Big Data to Knowledge (BD2K)


Massive data collections derived from millions of daily interactions within the health care system are increasingly available, but we urgently need more advanced tools to support research that can produce better personalized predictions about prognosis and response to treatments; a deeper understanding of the complex factors and their interactions that influence health at the level of the patient, the health system, and society; and more effective methods of causal inference, mitigating bias and error. We also need to find new ways to think about data, while promoting its value for individuals and organizations in the service of promoting better decisions and outcomes. Accordingly, we have assembled a remarkable team of world-class experts with complementary skills who are dedicated to deep collaboration in order to produce high impact methods and tools, primed for widespread use, that will unleash the information potential of data produced as part of routine health care delivery.

Project Objectives

The Yale Big Data to Knowledge (Yale-BD2K) project aims to develop and deliver novel methodological approaches and tools that will advance our ability to generate meaningful knowledge from large, complex health care data collections. Conventional methods used in the fields of epidemiology, health services research, and other clinical research are decades old and often do not scale well to complex, multidimensional data collections.

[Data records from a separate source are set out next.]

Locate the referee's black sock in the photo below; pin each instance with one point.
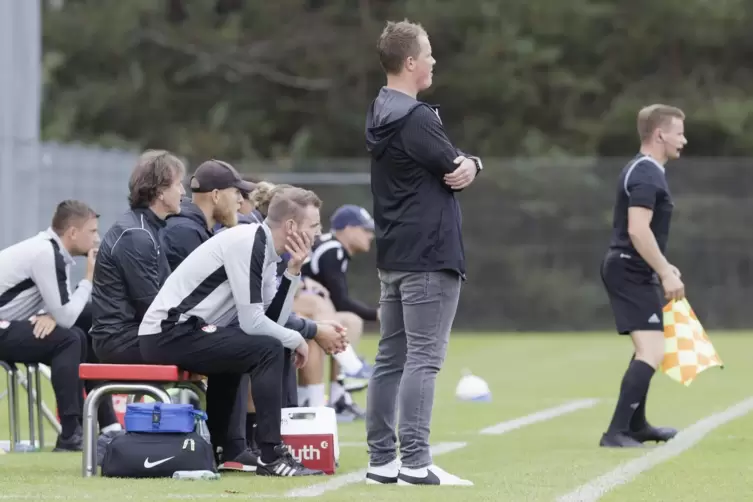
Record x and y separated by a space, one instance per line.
639 422
632 393
251 429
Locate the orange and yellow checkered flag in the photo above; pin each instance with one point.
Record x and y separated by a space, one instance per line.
687 350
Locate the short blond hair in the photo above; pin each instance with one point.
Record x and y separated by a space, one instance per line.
262 195
652 117
398 41
289 203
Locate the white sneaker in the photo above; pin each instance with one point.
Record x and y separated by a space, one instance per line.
384 474
432 475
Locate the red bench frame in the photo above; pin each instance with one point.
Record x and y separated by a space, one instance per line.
151 380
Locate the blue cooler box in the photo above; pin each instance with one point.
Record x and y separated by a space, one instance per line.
162 417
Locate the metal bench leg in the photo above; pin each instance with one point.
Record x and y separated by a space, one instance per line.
15 436
48 414
9 373
30 405
38 399
89 457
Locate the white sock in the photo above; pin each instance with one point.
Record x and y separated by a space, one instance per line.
303 394
336 391
112 427
316 395
349 361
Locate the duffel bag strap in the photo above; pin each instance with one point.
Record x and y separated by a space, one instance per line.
156 415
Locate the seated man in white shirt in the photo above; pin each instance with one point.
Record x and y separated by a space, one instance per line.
234 274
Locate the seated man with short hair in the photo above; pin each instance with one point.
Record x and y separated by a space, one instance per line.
231 275
34 277
352 230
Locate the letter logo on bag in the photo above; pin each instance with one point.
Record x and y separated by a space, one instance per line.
149 465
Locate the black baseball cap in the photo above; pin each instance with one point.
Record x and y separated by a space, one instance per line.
218 175
351 216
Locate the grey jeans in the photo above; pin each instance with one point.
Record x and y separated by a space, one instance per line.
417 311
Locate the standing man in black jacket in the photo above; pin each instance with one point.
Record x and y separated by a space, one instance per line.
131 265
415 172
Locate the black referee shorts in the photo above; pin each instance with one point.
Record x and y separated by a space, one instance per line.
635 294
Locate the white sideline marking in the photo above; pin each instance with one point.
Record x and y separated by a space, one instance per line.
595 489
360 475
353 444
540 416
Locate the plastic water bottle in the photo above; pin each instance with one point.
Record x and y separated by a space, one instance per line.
192 475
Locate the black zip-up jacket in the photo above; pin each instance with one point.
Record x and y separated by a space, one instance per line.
186 231
416 215
129 271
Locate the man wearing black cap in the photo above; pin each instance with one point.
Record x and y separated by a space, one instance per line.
216 197
352 230
217 189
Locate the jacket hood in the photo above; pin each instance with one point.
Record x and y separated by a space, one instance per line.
191 211
385 118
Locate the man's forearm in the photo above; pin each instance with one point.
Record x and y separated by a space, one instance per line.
645 243
305 327
253 321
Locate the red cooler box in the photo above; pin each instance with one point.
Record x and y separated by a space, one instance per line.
311 434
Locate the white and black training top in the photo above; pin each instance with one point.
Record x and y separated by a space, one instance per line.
232 274
34 277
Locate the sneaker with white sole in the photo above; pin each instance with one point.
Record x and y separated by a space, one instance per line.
432 475
384 474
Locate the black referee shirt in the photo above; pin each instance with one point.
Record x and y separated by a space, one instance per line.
642 183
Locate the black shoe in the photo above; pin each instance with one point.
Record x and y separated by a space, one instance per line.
103 440
247 461
651 433
73 443
285 465
619 440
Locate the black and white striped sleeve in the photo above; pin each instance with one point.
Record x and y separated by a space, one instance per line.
246 265
50 275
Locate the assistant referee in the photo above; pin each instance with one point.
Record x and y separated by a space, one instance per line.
638 278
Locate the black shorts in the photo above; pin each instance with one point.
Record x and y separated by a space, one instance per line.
635 294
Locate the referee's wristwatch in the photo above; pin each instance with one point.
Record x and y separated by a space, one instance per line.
479 165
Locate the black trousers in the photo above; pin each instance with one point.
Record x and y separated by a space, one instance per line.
224 356
62 350
106 412
236 440
118 349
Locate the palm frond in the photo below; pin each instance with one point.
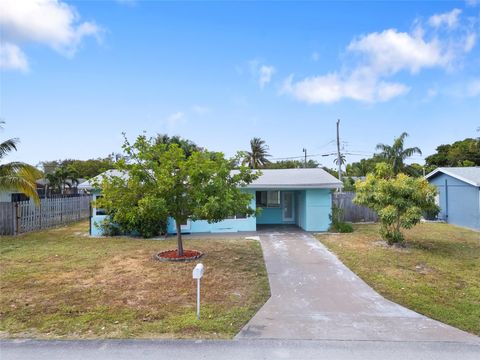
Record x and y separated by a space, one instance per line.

To overcome these limitations, we have assembled a team of international leaders in outcomes research, mathematical and modeling sciences, informatics, computer science, engineering, software development, economics, and implementation science that will work together to integrate and apply methods from their respective fields towards complex questions utilizing big healthcare data.  We are committed to interdisciplinary approaches and have developed approaches that bring individuals together to work on common problems. We have included the analytic, translational, and clinical skills necessary to cover the breadth of expertise necessary for transformational progress.

We work on specific classes of research questions, or use cases, focusing the entire team in a joint effort to produce new methods. Examples of use cases include:

  • Health risk determination
  • Comparative effectiveness research (causal inference)
  • Surveillance
  • Discovery (hypothesis generation).
With the development of successful approaches into generalizable tools, we are also committed to disseminating these tools, training researchers in their use, and collaborating externally to ensure that our work makes a difference for patients and society.